Industry Press

Swapped Mare Produces A Horse Of The Year

Scribblin’ The Cat might have begun believing she was a nomad mare after being moved around the country a number of times in her first couple of breeding seasons.

Owner and part-time breeder Mike Jolly was a member of the syndicate who raced this Brett Warren-trained one-time winning filly by Badger’s Drift.

She only raced four times and won the last of those races, a Maiden over 2000m at Turffontein, despite starting odds of 33-1.

Jolly was keen to breed with Scribblin’ The Cat, but the other syndicate members didn’t share his enthusiasm.

Jolly is a great friend of Gary Player’s and consequently approached his stud manager at the time, Guy Murdoch.

Murdoch agreed to a swap. He would take over the breeding share of Scribblin’ The Cat and in turn give Jolly’s partners a gelding he had in training.

This gelding was transferred to Warren’s yard and went on to win a couple of races.

Meanwhile, Scribblin’ The Cat was transported to The Gary Player Stud farm.

Jolly and Murdoch sent her to Dynasty, who was standing for just R10,000, a far cry from the massive fee he was soon to command as one of the most sort after stallions in the country.

Murdoch then took up a new position as manager of Koos and Lorraine de Klerk’s Yellow Star Stud in Mooi River. Scribblin’ The Cat went with him and gave birth to a colt on that farm.

Then came an offer Murdoch could hardly refuse… to manage Bridget Oppenheimer’s Mauritzfontein Stud.

Scribblin’ The Cat accompanied him again, this time with a foal at foot.

The colt was thus conceived in Colesberg, born in Mooi River and raised in Kimberley.
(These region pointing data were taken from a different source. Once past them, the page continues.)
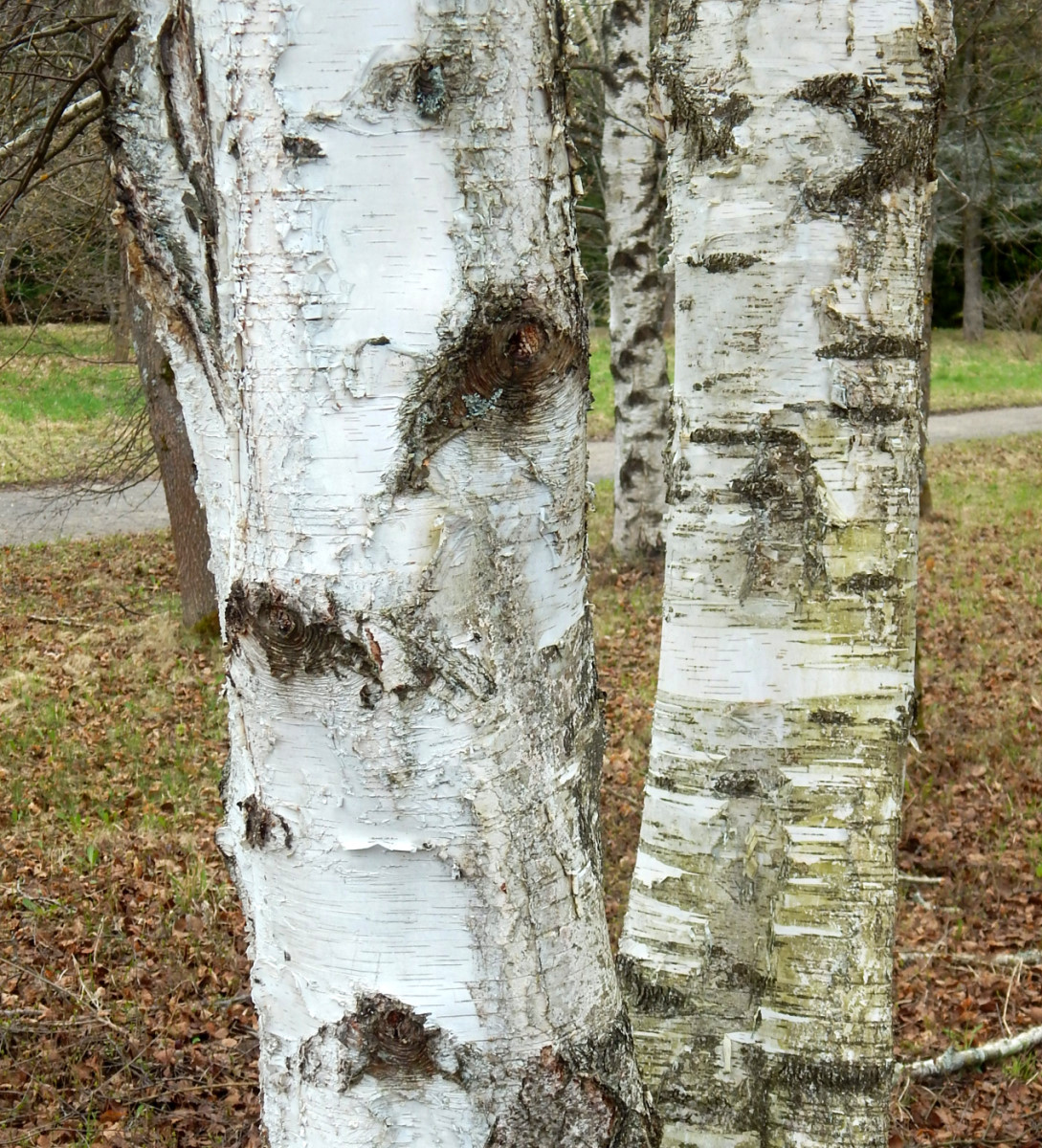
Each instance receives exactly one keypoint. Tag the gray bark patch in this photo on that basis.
(902, 147)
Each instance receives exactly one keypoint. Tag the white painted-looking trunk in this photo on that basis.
(634, 215)
(352, 227)
(756, 946)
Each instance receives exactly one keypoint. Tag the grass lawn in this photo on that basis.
(61, 395)
(1006, 370)
(124, 1016)
(61, 391)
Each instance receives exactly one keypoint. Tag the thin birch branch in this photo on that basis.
(951, 1061)
(81, 107)
(997, 960)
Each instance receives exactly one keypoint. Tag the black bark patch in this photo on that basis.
(575, 1097)
(385, 1034)
(869, 584)
(831, 718)
(629, 472)
(499, 371)
(183, 79)
(725, 262)
(902, 144)
(876, 414)
(643, 994)
(260, 824)
(431, 95)
(292, 642)
(784, 538)
(299, 147)
(739, 784)
(869, 347)
(709, 121)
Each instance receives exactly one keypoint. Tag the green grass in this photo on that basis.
(63, 373)
(59, 389)
(1005, 370)
(62, 394)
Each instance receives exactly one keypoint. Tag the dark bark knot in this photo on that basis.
(557, 1106)
(385, 1034)
(298, 644)
(262, 825)
(430, 92)
(495, 374)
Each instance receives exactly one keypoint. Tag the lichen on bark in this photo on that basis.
(756, 942)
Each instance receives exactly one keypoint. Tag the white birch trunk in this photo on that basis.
(756, 947)
(352, 227)
(634, 211)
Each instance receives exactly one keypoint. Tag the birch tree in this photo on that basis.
(634, 213)
(355, 240)
(756, 945)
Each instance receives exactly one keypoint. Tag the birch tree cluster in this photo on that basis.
(353, 253)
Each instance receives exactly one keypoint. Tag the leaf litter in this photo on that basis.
(124, 985)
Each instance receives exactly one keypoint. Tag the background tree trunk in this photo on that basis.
(634, 210)
(973, 287)
(177, 470)
(372, 308)
(756, 945)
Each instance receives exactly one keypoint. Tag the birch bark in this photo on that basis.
(634, 212)
(352, 227)
(756, 946)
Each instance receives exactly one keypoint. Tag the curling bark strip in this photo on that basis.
(355, 240)
(756, 946)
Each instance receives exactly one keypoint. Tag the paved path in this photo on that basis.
(44, 515)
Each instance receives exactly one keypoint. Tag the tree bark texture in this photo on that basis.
(634, 212)
(352, 228)
(756, 945)
(177, 469)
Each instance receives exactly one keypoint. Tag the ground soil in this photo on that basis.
(124, 1008)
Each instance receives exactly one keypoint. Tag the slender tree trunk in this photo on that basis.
(756, 946)
(177, 470)
(973, 288)
(633, 211)
(355, 238)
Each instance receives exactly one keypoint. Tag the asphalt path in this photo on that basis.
(45, 514)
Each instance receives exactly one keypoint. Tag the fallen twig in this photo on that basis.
(951, 1061)
(1029, 957)
(71, 623)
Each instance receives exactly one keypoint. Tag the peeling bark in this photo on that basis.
(355, 241)
(756, 946)
(634, 211)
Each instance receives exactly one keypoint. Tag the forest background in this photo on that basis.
(109, 865)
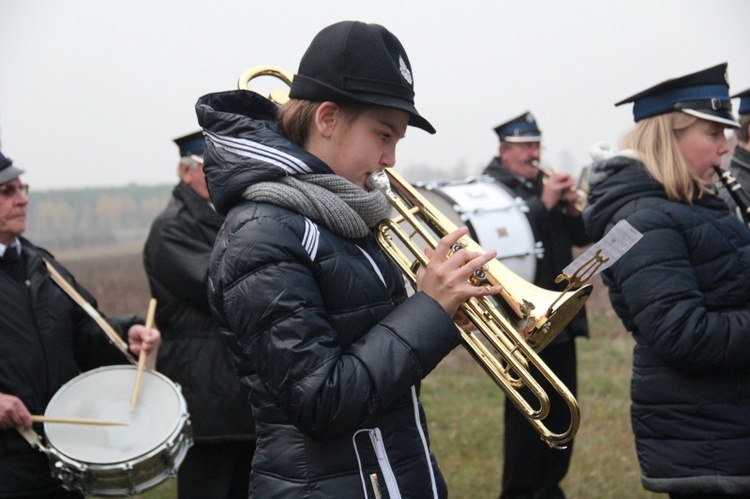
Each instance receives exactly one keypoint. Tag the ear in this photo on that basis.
(325, 118)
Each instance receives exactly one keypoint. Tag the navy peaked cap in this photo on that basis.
(703, 94)
(7, 170)
(744, 97)
(522, 128)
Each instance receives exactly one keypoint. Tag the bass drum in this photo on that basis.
(117, 460)
(496, 219)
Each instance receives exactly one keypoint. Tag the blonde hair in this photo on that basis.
(655, 141)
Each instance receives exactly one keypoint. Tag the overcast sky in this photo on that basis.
(93, 91)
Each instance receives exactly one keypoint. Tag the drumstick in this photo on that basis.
(99, 422)
(143, 354)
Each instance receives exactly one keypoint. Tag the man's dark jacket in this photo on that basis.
(46, 339)
(192, 353)
(557, 231)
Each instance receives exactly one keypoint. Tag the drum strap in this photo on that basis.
(92, 312)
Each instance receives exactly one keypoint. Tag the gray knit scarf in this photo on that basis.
(327, 199)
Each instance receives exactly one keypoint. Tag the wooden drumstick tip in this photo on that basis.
(142, 356)
(97, 422)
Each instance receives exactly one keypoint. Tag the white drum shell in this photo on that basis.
(118, 460)
(497, 220)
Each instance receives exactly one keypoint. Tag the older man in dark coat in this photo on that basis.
(531, 468)
(193, 354)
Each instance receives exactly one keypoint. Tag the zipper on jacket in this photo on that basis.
(385, 466)
(375, 485)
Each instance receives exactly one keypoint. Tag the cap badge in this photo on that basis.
(404, 70)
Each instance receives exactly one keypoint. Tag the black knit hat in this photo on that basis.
(351, 61)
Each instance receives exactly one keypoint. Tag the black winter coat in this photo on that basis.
(557, 231)
(192, 353)
(683, 290)
(320, 326)
(46, 340)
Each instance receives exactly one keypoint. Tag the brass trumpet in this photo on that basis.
(511, 329)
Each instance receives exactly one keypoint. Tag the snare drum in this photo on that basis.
(117, 460)
(496, 219)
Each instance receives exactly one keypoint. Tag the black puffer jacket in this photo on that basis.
(321, 328)
(45, 341)
(192, 353)
(683, 290)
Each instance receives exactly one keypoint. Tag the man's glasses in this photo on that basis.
(9, 190)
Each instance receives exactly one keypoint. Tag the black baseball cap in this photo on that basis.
(703, 94)
(7, 170)
(355, 62)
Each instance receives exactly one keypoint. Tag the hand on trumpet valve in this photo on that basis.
(557, 187)
(447, 276)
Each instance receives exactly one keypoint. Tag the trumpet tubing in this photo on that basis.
(581, 190)
(510, 330)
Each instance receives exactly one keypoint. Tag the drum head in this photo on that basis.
(105, 393)
(494, 216)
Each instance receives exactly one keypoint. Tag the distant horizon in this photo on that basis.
(94, 92)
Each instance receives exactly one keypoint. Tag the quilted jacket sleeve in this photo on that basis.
(680, 288)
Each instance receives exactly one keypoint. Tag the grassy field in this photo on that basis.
(463, 404)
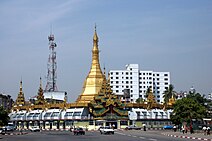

After being nurtured at one of the country’s premier stud farms, he fetched R500,000 at the National Yearling Sales and was now the property of high profile owners Jack Mitchell, Ian Longmore and John Freeman.

The colt was called Venia, a name that none of the connections liked.

Mitchell’s daughter Nancy cleverly arrived at a new name, Futura, a font type designed in 1927 which was known at the time as “the typeface of today and tomorrow”. The name not only related well to “Scribblin’” but also to “Dynasty” due to its “past and future” connotations.

The rest is history as Futura went on to become an Equus Horse Of The Year.

Nancy recalled Futura’s most memorable trait, his devastating turn of foot.

She said, “My Dad always used to say ‘Watch Futura’ as he would always be behind so it was difficult to keep track of him and he would then just explode out of the pack, You could hardly believe a horse was capable of such acceleration!”

Futura was brought on steadily by trainer Brett Crawford and after avoiding the classics and finishing third in the Vodacom Durban July he ended his three-year-old season by winning the Grade 1 Champions Cup.

He peaked the following season and did the prestigious L’Ormarins Queen’s Plate and J&B Met double.

Jack Mitchell, one of South Africa’s most respected owners, always favoured the weight for age events, or those that were close to it, and that Cape Town double meant an enormous amount to him.

Nancy described the surreal feeling of winning such races.

Futura was moved mid-season to Justin Snaith after Drakenstein Stud bought a share and he later retained his Champions Cup crown after a commendable fourth in the July with top weight.

Futura now stands at Drakenstein and is as relaxed today as he was as a racehorse.

His first crop are two-year-olds and he has produced one winner from a handful of runners.

Brett Warren is not surprised Scribblin’ The Cat produced such a good horse as he held her in high regard.

Warren in fact purchased her sire Badger’s Drift at the National Yearling Sales for R500,000, the second highest priced horse of that year. He is the most expensive horse he has ever bought and was owned by the brothers Doctors Albert and Jan Steyn.

However, the Steyns later moved him to Geoff Woodruff for whom he won three Grade 1s in succession, the SA Classic, the SA Derby and the Daily News 2000.

Warren set out to look for one of Badger’s Drift’s progeny at the Sales and came across Scribblin’ The Cat.

He said any horse he bought had to be exceptional and had to move very athletically. She passed that criteria and had a good pedigree too, being out of a Western Winter mare who was a half-sister to the Grade 1 Paddock Stakes winner Angelina. So, when she went through the ring unsold he approached breeder Wilfred Koster and landed her for R60,000.

He recalled, “You always have to take notice of a horse who keeps on improving. I fancied her to win the Oaks.”

Warren had her entered in a lead up race and she put up a tremendous final gallop.

However, just after he had said, “She won’t get beaten” she returned limping. She had sustained a knee injury and despite an operation was destined to never race again.

Warren continues to look out for Scribblin’ The Cat’s family and already has a Futura in his yard.